Kavanaugh, President Donald Trump’s pick to fill the seat left vacant by Justice Anthony Kennedy, seemed a lock for confirmation to the Court until Christine Blasey Ford and Deborah Ramirez went public in the past few weeks with allegations of sexual misconduct that date back decades. Many at the meeting Tuesday heavily criticized Harvard Law School’s silence regarding the two women’s stories.
Though the Law School’s top brass released a statement praising Kavanaugh shortly after his nomination, no administrators — including Law School Dean John F. Manning ’82 — have commented on the conservative judge since Ford's allegations surfaced two weeks ago. Connie Cho, a Law School student and Cabot House tutor who helped organize a campus walkout Monday to support Ford and Ramirez, said she and her peers are disappointed by what she called the Law School’s failure to address the allegations.
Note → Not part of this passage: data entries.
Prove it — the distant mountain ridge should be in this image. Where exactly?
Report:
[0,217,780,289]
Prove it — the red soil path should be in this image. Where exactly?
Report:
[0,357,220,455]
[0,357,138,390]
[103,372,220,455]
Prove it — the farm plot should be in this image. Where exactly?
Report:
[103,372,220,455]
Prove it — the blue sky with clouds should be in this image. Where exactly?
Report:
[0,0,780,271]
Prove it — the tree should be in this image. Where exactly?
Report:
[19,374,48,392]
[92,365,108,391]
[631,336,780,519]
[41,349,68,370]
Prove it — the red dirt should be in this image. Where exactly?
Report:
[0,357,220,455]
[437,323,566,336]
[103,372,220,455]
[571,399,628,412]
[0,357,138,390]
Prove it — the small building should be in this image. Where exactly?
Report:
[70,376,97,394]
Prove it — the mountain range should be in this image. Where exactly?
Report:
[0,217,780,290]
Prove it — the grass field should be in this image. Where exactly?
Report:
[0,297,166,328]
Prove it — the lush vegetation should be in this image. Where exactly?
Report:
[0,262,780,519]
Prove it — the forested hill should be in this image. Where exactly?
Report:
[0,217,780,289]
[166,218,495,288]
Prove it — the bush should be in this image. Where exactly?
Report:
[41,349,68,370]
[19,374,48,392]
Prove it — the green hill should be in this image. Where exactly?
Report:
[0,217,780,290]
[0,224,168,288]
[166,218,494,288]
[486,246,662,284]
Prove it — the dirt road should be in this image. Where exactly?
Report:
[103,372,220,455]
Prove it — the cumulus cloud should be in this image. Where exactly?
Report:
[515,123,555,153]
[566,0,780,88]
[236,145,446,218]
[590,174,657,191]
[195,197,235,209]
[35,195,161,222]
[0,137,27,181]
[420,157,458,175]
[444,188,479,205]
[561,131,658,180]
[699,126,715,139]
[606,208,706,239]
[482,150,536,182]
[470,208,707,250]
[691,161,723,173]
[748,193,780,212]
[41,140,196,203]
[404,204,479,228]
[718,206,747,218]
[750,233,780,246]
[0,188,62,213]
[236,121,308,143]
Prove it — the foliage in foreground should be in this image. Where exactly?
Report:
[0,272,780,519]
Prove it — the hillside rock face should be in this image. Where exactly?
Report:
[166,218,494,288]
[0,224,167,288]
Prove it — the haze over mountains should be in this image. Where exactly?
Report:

“So many of us, as Law Students, saw this news and expected a response from our school,” Cho said. “There was no response.”
Kavanaugh serves as a lecturer at the Law School and is slated to teach a course there in Jan. 2019. Some students have called on Harvard to bar the nominee from teaching in Cambridge pending a “full and fair investigation” into the allegations of sexual misbehavior — Law School administrators have repeatedly refused to say whether or not they will continue to employ Kavanaugh.
“It is Law School policy not to comment on personnel matters," Law School spokesperson Robb London wrote in a statement Tuesday.
Cho began her presentation to the College Democrats by comparing the allegations against Kavanaugh to similar allegations faced by current Supreme Court Justice Clarence M. Thomas during his confirmation process in 1991.
The two men’s situations evoke parallels. During Thomas’s confirmation, Anita F. Hill, a professor of social policy, law, and women’s studies at Brandeis University, spoke out to accuse the nominee — her former supervisor at the Department of Education — of sexually harassing her.
Cho said the United States Senate’s response to Hill’s allegations is similar to the way Congress is responding today to Ford’s and Ramirez’s allegations against Kavanaugh.
In an interview with the Washington Post, Ford, a psychologist and professor of statistics at Palo Alto University, said Kavanaugh pinned her to a bed, groped her, and tried to pull off her clothing at a party both attended in high school. In a later interview with the New Yorker, Ramirez said Kavanaugh had thrust his penis in her face at a party both attended while students at Yale.
Kavanaugh has repeatedly rejected the charges, calling them “false accusations.”
Cho said the reoccurrence of high-profile cases like these in the federal judiciary represents “not a bug in the system, but a feature.”
In addition to Cho, the College Democrats also invited undergraduates from the ReproJustice Action and Dialogue Collective and anti-sexual assault advocacy group Our Harvard Can Do Better.
Members of ReproJustice Action and Dialogue Collective spoke of links between Kavanaugh’s political leanings and sexual violence and argued that his appointment to the Court will threaten federal protections for abortion and healthcare.
Amelia Y. Goldberg '19, a member of Our Harvard Can Do Better, said the investigation into the allegations has been “bungled." She said the lack of Senate response invites comparisons to the Brock Turner case, in which a then-Stanford student served three months in prison after being charged with sexually assaulting a classmate.
The College Democrats closed their meeting with a phone banking effort. They encouraged attendees to call their senators to demand they reject Kavanaugh’s nomination.
Ford and Kavanaugh are slated to testify regarding her allegations in front of the Senate Thursday morning. The Senate Judiciary Committee is scheduled to take a final vote on the nominee Friday.